In the recent method of estimating and matching the seam tangent line, techniques for matching images while preserving moving objects have been attempted. In addition to the gradient and parallax information used when estimating the line of sight, the distortion of the object is defined in three categories (e.g., appearing, truncated, duplicated) and used when calculating the energy within the overlapping area, or an item representing the visual importance of humans. Methods such as assigning weights for each object when calculating energy using Saliency have been studied. However, these methods have a problem that they have a large amount of computation to be used in a real-time environment.

Accordingly, an object of the present invention is to provide a method and apparatus for estimating a seam tangent reflecting object motion information in order to solve the problems of the prior art. To this end, we intend to provide a technology that recognizes the movement of an object and estimates the line of sight. In addition, an object of the present invention is to provide an image matching method and apparatus using the method for estimating the seam tangent line.

In addition, it is an object of the present invention to add energy information in consideration of moving objects in addition to the outline information and parallax information of the image used when estimating the existing seam tangent line in an image acquired using a plurality of cameras and applied spatial transformation. It aims to provide the result of estimating and matching by using the estimated seam tangent line.

In addition, the present invention proposes an index capable of quantifying the degree of distortion of an object within an overlapped area in an image, and uses this to provide an efficient method and apparatus for estimating a seam tangent line compared to the existing method for estimating and matching the seam tangent line.

Other objects and advantages of the present invention can be understood by the following description, and will be more clearly understood by examples of the present invention. In addition, it will be easily understood that the objects and advantages of the present invention can be realized by the means shown in the claims and combinations thereof.

According to the present invention, the method of estimating a seam tangent to which object motion information is applied includes obtaining energy representing structures of objects and backgrounds included in two images to be matched, and estimating a seam tangent line passing through a portion with small energy. Includes.

In addition, the image matching method using the method of estimating a seam tangent to which object motion information is applied according to the present invention includes a step of estimating a seam tangent line by applying object motion, a step of updating a seam tangent line by applying an energy difference of the estimated seam tangent line, and the estimated seam tangent line. Or an image matching step using the updated seam tangent line, wherein the step of estimating the seam tangent line is a step of obtaining energy representing structures of objects and backgrounds included in the two images to be matched, and a seam tangent line passing through a portion having a small energy. And estimating.

According to an exemplary embodiment of the present invention, it is possible to estimate a seam tangent line that first reacts to an object moving within the overlapping area and does not cause distortion when matching.

Further, according to an embodiment of the present invention, it is possible to prevent a matching distortion phenomenon in a moving object having a high visual importance by adding energy reflecting the motion of the object to the energy item for estimating the seam tangent line.

In addition, according to an embodiment of the present invention, by using the object energy that can be separated from the background energy, a few pixels up, down, left and right energy can be used rather than the actual position of the object, so that the gaze line can be updated more quickly or slow motion is prevented. It is expected that various applications, such as selectively reinforcing energy in visible objects, etc., are possible.

1 is a diagram illustrating a general image matching method.
2 and 3 are diagrams illustrating a method of estimating a seam tangent and an image matching method using the same according to the present invention.
4 and 5 are diagrams for comparing the performance of a method for estimating a seam tangent and an image matching method using the same according to the present invention.
6 and 7 are flowcharts illustrating a method of estimating a seam tangent and an image matching method using the same according to the present invention.
8 is a diagram illustrating a method and apparatus for estimating a seam tangent line according to the present invention.
9 shows an image matching apparatus applicable to the present invention.

Hereinafter, embodiments of the present invention will be described in detail with reference to the accompanying drawings so that those of ordinary skill in the art may easily implement the present invention.
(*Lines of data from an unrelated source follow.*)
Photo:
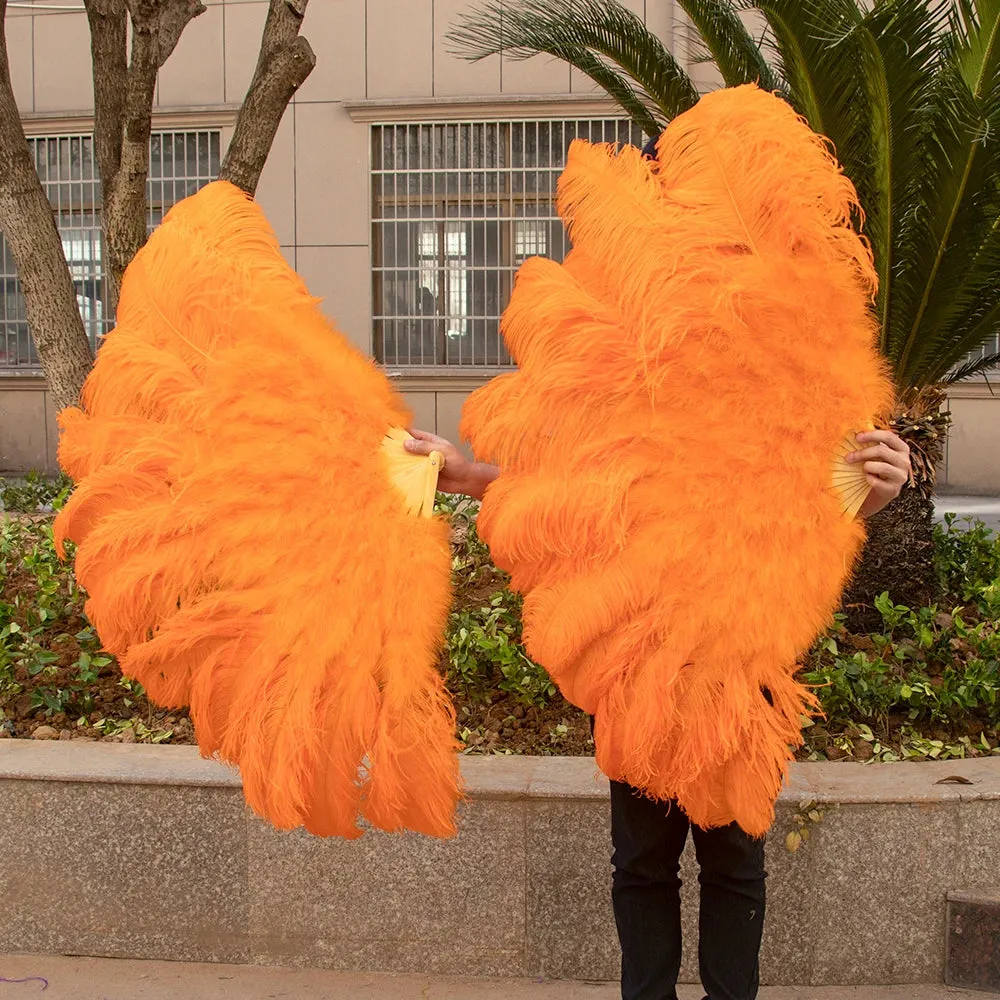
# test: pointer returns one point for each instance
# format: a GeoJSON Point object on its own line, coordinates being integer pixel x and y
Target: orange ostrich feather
{"type": "Point", "coordinates": [685, 381]}
{"type": "Point", "coordinates": [241, 539]}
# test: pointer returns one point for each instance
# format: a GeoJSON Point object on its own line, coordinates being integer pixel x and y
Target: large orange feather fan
{"type": "Point", "coordinates": [686, 379]}
{"type": "Point", "coordinates": [244, 545]}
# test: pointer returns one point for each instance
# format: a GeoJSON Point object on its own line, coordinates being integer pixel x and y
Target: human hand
{"type": "Point", "coordinates": [458, 475]}
{"type": "Point", "coordinates": [886, 465]}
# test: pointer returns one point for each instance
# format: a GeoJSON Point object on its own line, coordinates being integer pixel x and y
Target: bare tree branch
{"type": "Point", "coordinates": [285, 62]}
{"type": "Point", "coordinates": [28, 223]}
{"type": "Point", "coordinates": [109, 52]}
{"type": "Point", "coordinates": [156, 27]}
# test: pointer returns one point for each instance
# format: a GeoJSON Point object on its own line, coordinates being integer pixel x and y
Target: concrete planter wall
{"type": "Point", "coordinates": [149, 852]}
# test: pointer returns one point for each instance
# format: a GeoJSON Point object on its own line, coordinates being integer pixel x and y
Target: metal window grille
{"type": "Point", "coordinates": [180, 163]}
{"type": "Point", "coordinates": [992, 346]}
{"type": "Point", "coordinates": [457, 207]}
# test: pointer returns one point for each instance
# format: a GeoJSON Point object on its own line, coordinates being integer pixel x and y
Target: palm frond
{"type": "Point", "coordinates": [977, 366]}
{"type": "Point", "coordinates": [899, 44]}
{"type": "Point", "coordinates": [961, 194]}
{"type": "Point", "coordinates": [820, 56]}
{"type": "Point", "coordinates": [572, 29]}
{"type": "Point", "coordinates": [729, 45]}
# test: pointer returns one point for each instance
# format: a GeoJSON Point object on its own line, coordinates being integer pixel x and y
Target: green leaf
{"type": "Point", "coordinates": [601, 38]}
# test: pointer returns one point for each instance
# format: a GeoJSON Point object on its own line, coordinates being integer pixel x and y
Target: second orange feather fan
{"type": "Point", "coordinates": [244, 527]}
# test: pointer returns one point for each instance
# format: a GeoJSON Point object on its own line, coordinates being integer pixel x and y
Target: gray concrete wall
{"type": "Point", "coordinates": [149, 852]}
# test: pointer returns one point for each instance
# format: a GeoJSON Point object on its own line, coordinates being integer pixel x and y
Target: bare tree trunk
{"type": "Point", "coordinates": [28, 223]}
{"type": "Point", "coordinates": [127, 115]}
{"type": "Point", "coordinates": [286, 60]}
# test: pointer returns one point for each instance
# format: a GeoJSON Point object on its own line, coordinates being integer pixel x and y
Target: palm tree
{"type": "Point", "coordinates": [908, 91]}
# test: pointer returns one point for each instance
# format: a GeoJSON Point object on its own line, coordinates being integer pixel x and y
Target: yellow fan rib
{"type": "Point", "coordinates": [415, 476]}
{"type": "Point", "coordinates": [848, 480]}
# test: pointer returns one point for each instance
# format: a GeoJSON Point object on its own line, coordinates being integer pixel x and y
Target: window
{"type": "Point", "coordinates": [180, 164]}
{"type": "Point", "coordinates": [457, 207]}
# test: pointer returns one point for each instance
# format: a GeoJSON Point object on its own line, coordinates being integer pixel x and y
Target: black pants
{"type": "Point", "coordinates": [648, 840]}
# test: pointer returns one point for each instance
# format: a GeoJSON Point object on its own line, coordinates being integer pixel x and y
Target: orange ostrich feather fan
{"type": "Point", "coordinates": [244, 532]}
{"type": "Point", "coordinates": [668, 504]}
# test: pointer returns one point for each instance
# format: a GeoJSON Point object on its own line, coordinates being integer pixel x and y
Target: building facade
{"type": "Point", "coordinates": [405, 185]}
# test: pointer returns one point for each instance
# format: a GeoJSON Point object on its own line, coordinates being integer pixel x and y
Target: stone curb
{"type": "Point", "coordinates": [502, 777]}
{"type": "Point", "coordinates": [149, 852]}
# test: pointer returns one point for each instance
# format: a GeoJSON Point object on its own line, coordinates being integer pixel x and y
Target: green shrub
{"type": "Point", "coordinates": [34, 493]}
{"type": "Point", "coordinates": [485, 651]}
{"type": "Point", "coordinates": [967, 559]}
{"type": "Point", "coordinates": [927, 666]}
{"type": "Point", "coordinates": [45, 638]}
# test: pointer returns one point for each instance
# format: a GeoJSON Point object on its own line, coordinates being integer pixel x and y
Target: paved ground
{"type": "Point", "coordinates": [985, 509]}
{"type": "Point", "coordinates": [109, 979]}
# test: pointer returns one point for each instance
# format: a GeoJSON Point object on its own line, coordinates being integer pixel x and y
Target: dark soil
{"type": "Point", "coordinates": [898, 558]}
{"type": "Point", "coordinates": [502, 725]}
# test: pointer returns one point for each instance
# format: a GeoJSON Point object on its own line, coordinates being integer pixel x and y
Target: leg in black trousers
{"type": "Point", "coordinates": [648, 839]}
{"type": "Point", "coordinates": [731, 918]}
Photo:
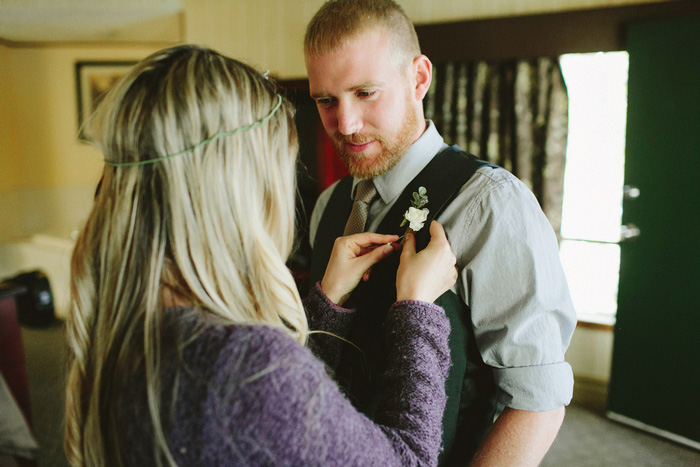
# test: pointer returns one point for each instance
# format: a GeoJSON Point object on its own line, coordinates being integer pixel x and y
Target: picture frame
{"type": "Point", "coordinates": [92, 80]}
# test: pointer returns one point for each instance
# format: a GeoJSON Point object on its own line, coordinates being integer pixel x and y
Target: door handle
{"type": "Point", "coordinates": [630, 192]}
{"type": "Point", "coordinates": [628, 232]}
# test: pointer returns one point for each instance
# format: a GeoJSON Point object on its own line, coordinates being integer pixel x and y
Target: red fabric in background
{"type": "Point", "coordinates": [330, 167]}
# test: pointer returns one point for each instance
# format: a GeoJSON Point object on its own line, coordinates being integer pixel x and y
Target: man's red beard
{"type": "Point", "coordinates": [392, 148]}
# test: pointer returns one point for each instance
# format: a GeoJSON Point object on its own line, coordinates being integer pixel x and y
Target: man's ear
{"type": "Point", "coordinates": [422, 74]}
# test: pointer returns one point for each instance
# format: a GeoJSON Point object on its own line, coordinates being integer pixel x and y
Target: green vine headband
{"type": "Point", "coordinates": [221, 134]}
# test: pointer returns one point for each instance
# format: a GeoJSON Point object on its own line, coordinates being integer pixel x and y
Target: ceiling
{"type": "Point", "coordinates": [90, 20]}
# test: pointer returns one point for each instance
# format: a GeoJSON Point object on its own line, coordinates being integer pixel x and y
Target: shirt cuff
{"type": "Point", "coordinates": [535, 388]}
However, the present invention may be implemented in various different forms and is not limited to the embodiments described herein.

In describing an embodiment of the present invention, if it is determined that a detailed description of a known configuration or function may obscure the subject matter of the present invention, a detailed description thereof will be omitted. Further, in the drawings, parts not related to the description of the present invention are omitted, and similar reference numerals are attached to similar parts.

In the present invention, components that are distinguished from each other are intended to clearly describe each feature, and do not necessarily mean that the components are separated. That is, a plurality of components may be integrated into one hardware or software unit, or one component may be distributed to form a plurality of hardware or software units. Therefore, even if not stated otherwise, such integrated or distributed embodiments are also included in the scope of the present invention.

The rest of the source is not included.